The discussion was around what it takes for Christian young men to gain the respect of older Christian men, as we both agree that this is very important for a Christian man who hopes to attract a Christian wife. Pastor Foster explained that for a Christian man to be respected by other Christian men he needed to prove himself to be exceptional:
In general, men gain status through diligent work. They outwork their peers in efforts and/or wisdom. That is what he meant by, “You’ll get men to respect you by working hard.”
I pointed out that only elite Christian men would be able to marry under this model, since he had also argued that earning the respect of other men was essential to finding a wife. We can’t make the average man extraordinary, we can only improve the average. Pastor Foster responded graciously and said he will consider the issue. This is as much as I would ask for. In the meantime I wanted to explore the question further in a post.
The larger issue is that modern Christian men tend to outdo one another in withholding honor. This isn’t true just for young men looking to marry, it is true for married Christian fathers who bring their families to church. This is why Christians have turned a secular holiday dedicated to honoring fathers into a day to dishonor fathers. It is also why the much loved movie Courageous modeled discussing our fathers with contempt:
I wonder where all the good fathers went.
Ain’t that the truth?
What? I remember you talking about your dad.
Wasn’t he an usher at your church?
Yeah, but that doesn’t mean anything.
Soon as the church service started, he’d step out back for a smoke.
You know, one time he says to me, “I better not catch you drinking. ”
Had a beer in his hand when he said it.
My mom used to nag him.
That is, till they got divorced.
Look, it’s not like I don’t love the guy, but it’s hard to respect a hypocrite.
What about you, David?
I had a good dad.
I mean, the guy wasn’t perfect.
My parents split after he had an affair.
But I think he regretted it.
Part of the temptation here is pride, but another part is finding a way to seem traditional without offending our feminist and chivalrous sensibilities. Surely Christian women deserve only the best husbands; they are after all the daughters of the King most high, the pearl of great price. Non exceptional men don’t deserve a wife. This last part is technically true. No man deserves a wife. But we should keep in mind that just like men half of all women are below average, and the vast majority of women are unexceptional.

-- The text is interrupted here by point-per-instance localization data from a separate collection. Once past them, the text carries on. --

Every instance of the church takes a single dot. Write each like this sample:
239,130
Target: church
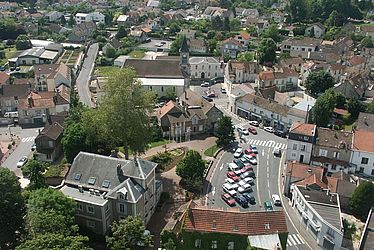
166,76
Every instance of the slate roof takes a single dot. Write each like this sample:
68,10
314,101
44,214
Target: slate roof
155,68
333,138
11,90
203,219
303,129
105,168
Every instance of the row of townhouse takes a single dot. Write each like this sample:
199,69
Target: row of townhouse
351,152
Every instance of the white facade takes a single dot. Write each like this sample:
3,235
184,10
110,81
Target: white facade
299,151
96,17
205,68
364,161
321,230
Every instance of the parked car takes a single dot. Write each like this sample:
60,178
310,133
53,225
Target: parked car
276,200
241,200
280,133
277,151
250,198
22,162
268,206
254,149
238,152
228,199
245,188
209,99
254,123
269,129
252,130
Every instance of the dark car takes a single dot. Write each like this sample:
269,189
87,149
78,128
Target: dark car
241,200
280,133
250,198
208,98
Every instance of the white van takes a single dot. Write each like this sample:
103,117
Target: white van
11,114
276,199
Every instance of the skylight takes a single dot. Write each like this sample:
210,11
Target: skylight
92,180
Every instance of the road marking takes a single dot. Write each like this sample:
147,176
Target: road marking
282,200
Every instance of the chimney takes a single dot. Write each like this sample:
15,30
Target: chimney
31,101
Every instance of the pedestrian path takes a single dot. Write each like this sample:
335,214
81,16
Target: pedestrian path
27,139
294,240
264,143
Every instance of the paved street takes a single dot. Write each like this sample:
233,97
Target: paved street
84,76
27,137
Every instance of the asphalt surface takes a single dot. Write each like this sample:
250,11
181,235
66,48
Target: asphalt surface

Most women can’t attract an exceptional man. All of those women who are married to the poor excuses for men that we look down on? They are every bit the losers their husbands are! If they had better options they would have taken them. Even if a woman had better options but chose a poor slob for a husband, this generally tells us the woman was gifted with attractiveness but blew it due to being below average in wisdom. Granted there will be a handful of true exceptions, but these aren’t the rule.
So when we look down on unexceptional men as unworthy, we are implicitly looking down on the loser women who can’t do any better. But as Romans 12:10 reminds us, this isn’t a Christian way of looking at things. It also sets marriage up as something only for elite men and women. For if we take the non elite men out of the marriage market, who will their counterpart women marry?
And it isn’t just weddings we are saying unexceptional Christian women should be shut out of. For those who are married, we strongly tend to deny them the hallmarks of Christian marriage. We may be willing to hold our nose and go against chivalry and tell a woman married to an exceptional man to submit to him with fear and reverence, but we draw the line at the wives of those other slobs. This is framed as an act of love for these women, with the implicit claim that God’s design for wives isn’t good. For we would never deprive a Christian man of his obligation to love his wife and wash her in water with the word simply because he couldn’t attract an exceptional wife.
None of this is to say that we shouldn’t challenge fellow Christian men to excellence. It is good for a man to demand excellence of himself and of his brothers (according to their individual capabilities). It is not good to expect men in general to be extraordinary.